981 N.W.2d 573
Neb.2022Background
- Plaintiffs Central States Development, LLC and SJ Apartment sued attorney Elizabeth Friedgut and DLA Piper for legal malpractice arising from Friedgut’s representation in HUD/HAP matters relating to a Nebraska property (St. James Manor) that later foreclosed.
- Foley (Central States’ manager) contacted Friedgut at her Chicago/DLA Piper office; plaintiffs allege Friedgut failed to pursue appeals that would have preserved HUD payments, causing bankruptcy and loss of the Nebraska project.
- Friedgut is an Illinois resident, worked from Illinois, never was licensed or appeared in Nebraska, and never traveled to Nebraska for the representation; DLA Piper has no Nebraska office or attorneys licensed in Nebraska.
- Invoices were mailed to Foley in Omaha and he paid them; plaintiffs stress the relationship and the alleged injury occurred in Nebraska.
- Defendants moved to dismiss for lack of personal jurisdiction; the district court held a hearing on affidavits and dismissed for lack of minimum contacts. The Nebraska Supreme Court affirmed.
Issues
| Issue | Plaintiff's Argument | Defendant's Argument | Held |
|---|---|---|---|
| Whether Nebraska can exercise specific personal jurisdiction over Friedgut/DLA Piper for malpractice arising from HUD work | Representation and billing to Nebraska entities (and injury in Nebraska) show sufficient contacts; defendants should have anticipated being haled into Nebraska court | Friedgut was retained after Foley contacted her in Chicago; all work was federal/HUD-focused and performed from Illinois; no solicitation, office, license, court appearances, or travel to Nebraska | No. Plaintiffs failed to show purposeful availment or substantial connection to Nebraska; specific jurisdiction does not attach |
| Whether the Nebraska location of the harmed property/where injury was felt suffices to establish jurisdiction | Loss of the Nebraska project and resulting damages occurred in Nebraska, so jurisdiction is proper | Effects in Nebraska alone are insufficient; defendant’s own contacts must connect them to Nebraska | No. The location of the injury standing alone does not create the defendant’s meaningful contacts with Nebraska (Walden analysis) |
Key Cases Cited
- Yeransian v. Willkie Farr, 305 Neb. 693, 942 N.W.2d 226 (Neb. 2020) (discusses purposeful availment and long-arm statute interpretation).
- Walden v. Fiore, 571 U.S. 277 (U.S. 2014) (injury’s location alone does not establish meaningful forum contacts).
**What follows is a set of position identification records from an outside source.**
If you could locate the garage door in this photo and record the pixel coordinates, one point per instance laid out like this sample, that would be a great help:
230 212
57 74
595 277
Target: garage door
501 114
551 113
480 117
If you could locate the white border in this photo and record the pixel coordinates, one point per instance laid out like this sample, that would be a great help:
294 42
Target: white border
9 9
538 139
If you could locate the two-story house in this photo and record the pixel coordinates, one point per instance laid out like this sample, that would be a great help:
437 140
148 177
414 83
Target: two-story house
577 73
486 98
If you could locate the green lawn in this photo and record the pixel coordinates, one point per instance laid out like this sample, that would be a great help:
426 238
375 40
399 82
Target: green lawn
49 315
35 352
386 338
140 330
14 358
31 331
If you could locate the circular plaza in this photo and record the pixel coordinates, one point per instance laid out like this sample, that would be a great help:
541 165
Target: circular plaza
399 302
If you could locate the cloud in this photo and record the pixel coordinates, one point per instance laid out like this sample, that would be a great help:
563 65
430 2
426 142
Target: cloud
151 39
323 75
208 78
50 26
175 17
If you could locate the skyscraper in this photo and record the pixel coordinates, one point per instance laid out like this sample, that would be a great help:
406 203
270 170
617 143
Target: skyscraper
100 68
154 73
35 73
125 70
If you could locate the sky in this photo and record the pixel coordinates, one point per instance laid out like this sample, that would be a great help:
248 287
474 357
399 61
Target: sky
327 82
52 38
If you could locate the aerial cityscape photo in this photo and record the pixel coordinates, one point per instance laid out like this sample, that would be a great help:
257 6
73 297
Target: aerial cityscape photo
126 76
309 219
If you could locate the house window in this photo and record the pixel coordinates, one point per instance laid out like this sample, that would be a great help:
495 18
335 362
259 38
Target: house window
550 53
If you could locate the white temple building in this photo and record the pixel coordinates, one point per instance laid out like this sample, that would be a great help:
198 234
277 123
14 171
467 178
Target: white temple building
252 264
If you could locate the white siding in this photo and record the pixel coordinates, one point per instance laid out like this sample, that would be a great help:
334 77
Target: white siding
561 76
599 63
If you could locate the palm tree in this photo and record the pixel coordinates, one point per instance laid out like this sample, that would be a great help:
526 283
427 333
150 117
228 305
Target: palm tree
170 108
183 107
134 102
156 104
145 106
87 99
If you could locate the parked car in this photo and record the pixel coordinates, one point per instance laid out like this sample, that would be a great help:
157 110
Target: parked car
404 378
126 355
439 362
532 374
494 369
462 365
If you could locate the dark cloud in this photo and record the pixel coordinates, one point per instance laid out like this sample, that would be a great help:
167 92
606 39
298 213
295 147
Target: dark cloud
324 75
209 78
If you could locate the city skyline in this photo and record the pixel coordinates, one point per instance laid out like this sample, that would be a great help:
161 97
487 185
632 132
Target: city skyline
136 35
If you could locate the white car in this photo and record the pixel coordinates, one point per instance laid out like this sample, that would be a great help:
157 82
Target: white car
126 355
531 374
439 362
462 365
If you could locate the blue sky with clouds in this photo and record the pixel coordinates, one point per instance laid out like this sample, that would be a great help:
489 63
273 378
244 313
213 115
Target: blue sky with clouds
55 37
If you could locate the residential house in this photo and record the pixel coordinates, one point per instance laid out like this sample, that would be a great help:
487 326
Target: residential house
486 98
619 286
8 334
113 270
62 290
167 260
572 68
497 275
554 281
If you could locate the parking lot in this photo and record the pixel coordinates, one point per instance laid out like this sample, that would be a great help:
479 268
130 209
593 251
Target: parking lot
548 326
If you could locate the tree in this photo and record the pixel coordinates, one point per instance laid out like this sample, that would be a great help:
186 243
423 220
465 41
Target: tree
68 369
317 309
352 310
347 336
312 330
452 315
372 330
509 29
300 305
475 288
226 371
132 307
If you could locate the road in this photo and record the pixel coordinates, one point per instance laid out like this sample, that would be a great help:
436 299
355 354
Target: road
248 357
- Williams v. Gould, Inc., 232 Neb. 862, 443 N.W.2d 577 (Neb. 1989) (contract-based contacts may support jurisdiction when defendant purposefully directs activities to forum).
- RFD-TV v. WildOpenWest Finance, 288 Neb. 318, 849 N.W.2d 107 (Neb. 2014) (standards for prima facie showing and appellate review of jurisdictional dismissal).
- Hand Cut Steaks Acquisitions v. Lone Star Steakhouse, 298 Neb. 705, 905 N.W.2d 644 (Neb. 2018) (minimum contacts discussion).
- Austad Co. v. Pennie & Edmonds, 823 F.2d 223 (8th Cir. 1987) (out-of-state law firm’s limited phone calls, billing, and brief visits insufficient for jurisdiction).
- Boyer v. Smith, 42 N.E.3d 505 (Ind. 2015) (attorney’s limited federal-agency and out-of-state contacts insufficient for Indiana jurisdiction).